It's a dangerous line to straddle between believing in the power of language and refusing to hold on to that language too tightly when it comes to the great, beautiful swears like the F word.
Who knows what little ears can hold? Yesterday, Atticus and I bopped around to the Magnetic Fields 69 Love Songs, which all should agree is a mindblowingly good concept album. And if you know that much about the album in question, you also know that a) the bouncy silliness of it lends itself beautifully to Atticus's musical aesthetic (can it be danced to?), and b) a lot of the album's language is not appropriate to plant in the landscape of Atticus's fertile ears.
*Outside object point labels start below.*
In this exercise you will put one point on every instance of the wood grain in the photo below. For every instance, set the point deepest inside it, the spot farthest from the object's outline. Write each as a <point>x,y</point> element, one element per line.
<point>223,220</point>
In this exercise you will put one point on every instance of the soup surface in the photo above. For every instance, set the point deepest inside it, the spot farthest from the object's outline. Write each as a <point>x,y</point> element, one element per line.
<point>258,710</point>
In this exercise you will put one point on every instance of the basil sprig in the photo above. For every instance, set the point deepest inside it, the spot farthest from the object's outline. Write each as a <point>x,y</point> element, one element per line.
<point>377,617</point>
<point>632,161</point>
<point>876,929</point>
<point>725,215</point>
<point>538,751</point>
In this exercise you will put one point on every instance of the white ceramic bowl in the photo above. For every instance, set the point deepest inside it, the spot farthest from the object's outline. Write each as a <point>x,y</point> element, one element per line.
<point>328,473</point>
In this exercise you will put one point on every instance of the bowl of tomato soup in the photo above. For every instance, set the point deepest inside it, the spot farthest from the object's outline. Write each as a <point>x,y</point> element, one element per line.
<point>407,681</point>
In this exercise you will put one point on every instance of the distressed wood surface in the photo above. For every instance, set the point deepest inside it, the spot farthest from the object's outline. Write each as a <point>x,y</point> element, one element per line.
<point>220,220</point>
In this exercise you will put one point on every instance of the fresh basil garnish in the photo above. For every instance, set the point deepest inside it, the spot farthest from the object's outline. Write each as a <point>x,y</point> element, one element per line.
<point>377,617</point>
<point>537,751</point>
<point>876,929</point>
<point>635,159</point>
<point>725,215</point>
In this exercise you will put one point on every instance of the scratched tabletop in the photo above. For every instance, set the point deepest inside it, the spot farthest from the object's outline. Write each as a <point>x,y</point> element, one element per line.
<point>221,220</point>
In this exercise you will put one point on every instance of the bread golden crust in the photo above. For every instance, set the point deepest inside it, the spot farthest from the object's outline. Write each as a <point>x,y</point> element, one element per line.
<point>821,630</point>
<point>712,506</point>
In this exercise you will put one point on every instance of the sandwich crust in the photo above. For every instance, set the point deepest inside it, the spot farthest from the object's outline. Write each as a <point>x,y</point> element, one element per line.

Volume One (the superior of the three volumes), tracks 9 and 14 come to mind. Sure, pretending we're bunny rabbits sounds innocent enough ...
At one point do we need to edit, monitor, babymuff the things we say to ensure that our children do not use language we don't want them to? On the one hand, I don't want him to think language is a bad thing - any language at all. I want him to understand appropriate and inappropriate contexts for all language. But on the other hand, there is nothing even remotely charming about foul language coming out of a small child. I'm not talking about that one time they used a word they didn't know was bad. That can be adorable. I'm talking about bad words coming out of little mouths with intention. Not cool.
I don't want Atticus to be that kid. I want him to understand the pointed nature of some words, how they carry more weight, how they can slap someone across the face from across the room. I want him to save those words for when he's all grown up and needs them.
Until then, must I banish the Magnetic Fields and their ilk? Do I make a different version of the cd, of all of our lives, until he's ready for it? Childhood is a cleaned up version of the world. I'm cool with that. I'm cool with wiping down the scene for him. I'm just not sure where to begin.